We'll need to hear more, however, about what is so "very different" about these generations--which actually are only a half generation apart in age. One was born in the Great Depression and its early memories are of a united America heroically fighting a scary war. The other was born in the postwar boom. But both have had similar adult experiences. Neither has an exclusive claim on social activism, high-tech, or sex, drugs and rock 'n' roll.

For voters, the deciding factors most likely will be ideas, programs, trust, leadership; whether to change parties in power, not generations.

Having observed Checchi a few times, I've got a hunch he'd be an effective governor. He's articulate, usually. He has charm. Drive. He'd be a tough negotiator. Somebody who would reward and punish and persuade.

But first he'll have to persuade voters he has core beliefs and is sincere about wanting to improve their lives. At the Press Club, he stumbled badly trying to explain why he seldom has voted. In fact, he wasn't exactly sure when he had voted or on what. "I'm embarrassed," he said. "I was remiss."

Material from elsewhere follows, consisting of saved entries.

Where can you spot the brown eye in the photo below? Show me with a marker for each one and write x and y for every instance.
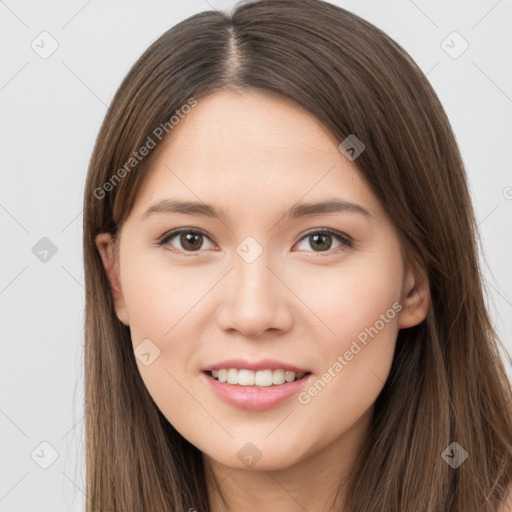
(188, 240)
(321, 241)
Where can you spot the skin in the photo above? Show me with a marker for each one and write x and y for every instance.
(255, 155)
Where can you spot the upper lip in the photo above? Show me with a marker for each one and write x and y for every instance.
(262, 364)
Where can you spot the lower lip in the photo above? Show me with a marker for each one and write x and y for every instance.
(255, 398)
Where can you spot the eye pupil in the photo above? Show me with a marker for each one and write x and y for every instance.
(323, 246)
(187, 238)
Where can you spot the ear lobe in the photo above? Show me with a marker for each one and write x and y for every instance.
(416, 300)
(105, 246)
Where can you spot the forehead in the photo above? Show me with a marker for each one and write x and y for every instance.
(251, 150)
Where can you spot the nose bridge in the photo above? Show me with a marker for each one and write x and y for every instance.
(256, 299)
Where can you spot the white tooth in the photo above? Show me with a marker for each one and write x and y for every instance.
(246, 378)
(263, 378)
(278, 377)
(289, 376)
(232, 376)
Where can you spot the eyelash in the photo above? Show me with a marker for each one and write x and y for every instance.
(346, 241)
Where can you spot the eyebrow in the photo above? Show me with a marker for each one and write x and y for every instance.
(299, 210)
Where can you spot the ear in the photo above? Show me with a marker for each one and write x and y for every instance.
(105, 245)
(416, 296)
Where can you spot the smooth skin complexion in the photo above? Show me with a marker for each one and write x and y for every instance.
(253, 156)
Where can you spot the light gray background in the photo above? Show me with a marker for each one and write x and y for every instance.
(51, 111)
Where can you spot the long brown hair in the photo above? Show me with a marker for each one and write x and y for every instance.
(447, 382)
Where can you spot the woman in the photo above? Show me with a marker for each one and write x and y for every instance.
(284, 307)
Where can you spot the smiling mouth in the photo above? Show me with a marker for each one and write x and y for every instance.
(261, 378)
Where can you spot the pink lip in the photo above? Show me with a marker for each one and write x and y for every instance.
(253, 397)
(262, 364)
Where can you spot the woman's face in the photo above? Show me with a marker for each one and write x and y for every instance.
(262, 286)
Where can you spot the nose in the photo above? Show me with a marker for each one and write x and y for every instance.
(256, 298)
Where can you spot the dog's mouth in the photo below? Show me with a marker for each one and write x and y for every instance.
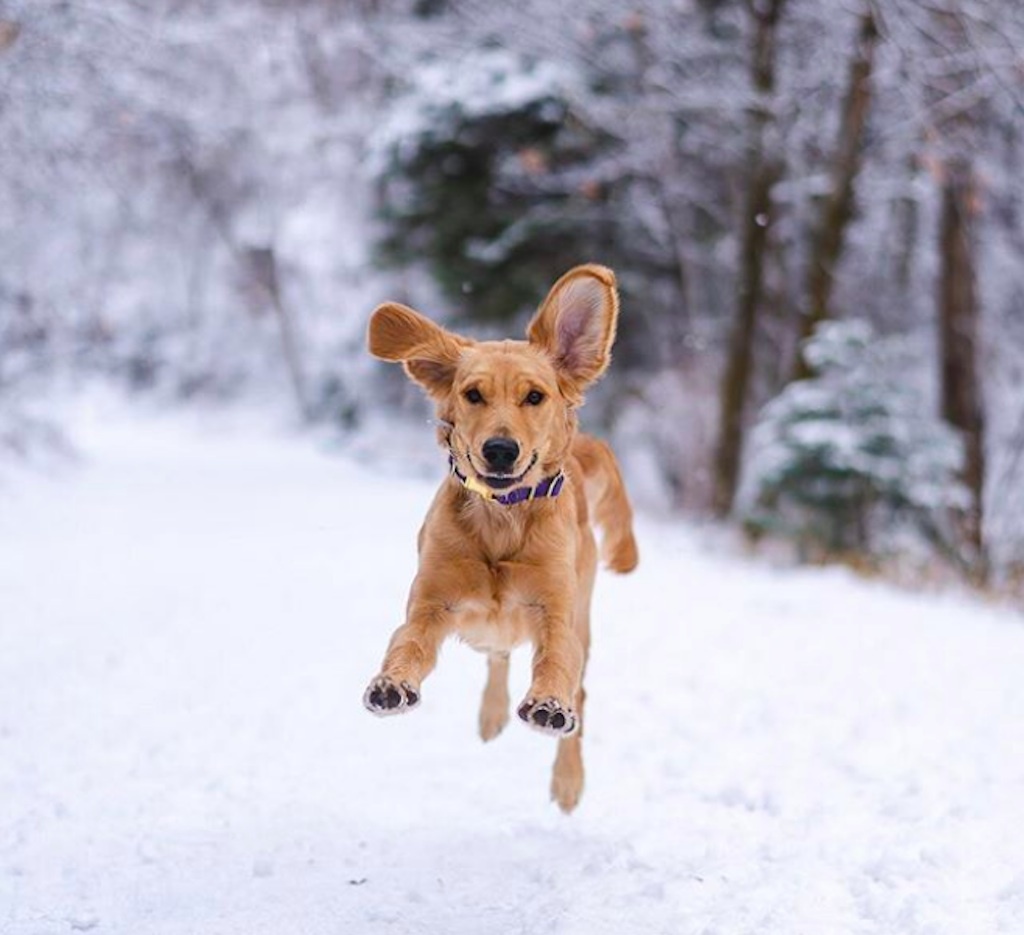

It's one thing not to be "excited" about candidates. It's another not to vote against Proposition 187 if you really think, as he says, that it's a "war on children." If education is such a big concern of his, why didn't he vote on a $3-billion school bond issue just last year?

"I'm starting to get comfortable doing this," he told his audience, but "I still need a lot of work."

Indeed, a baby boomer who still needs political training wheels.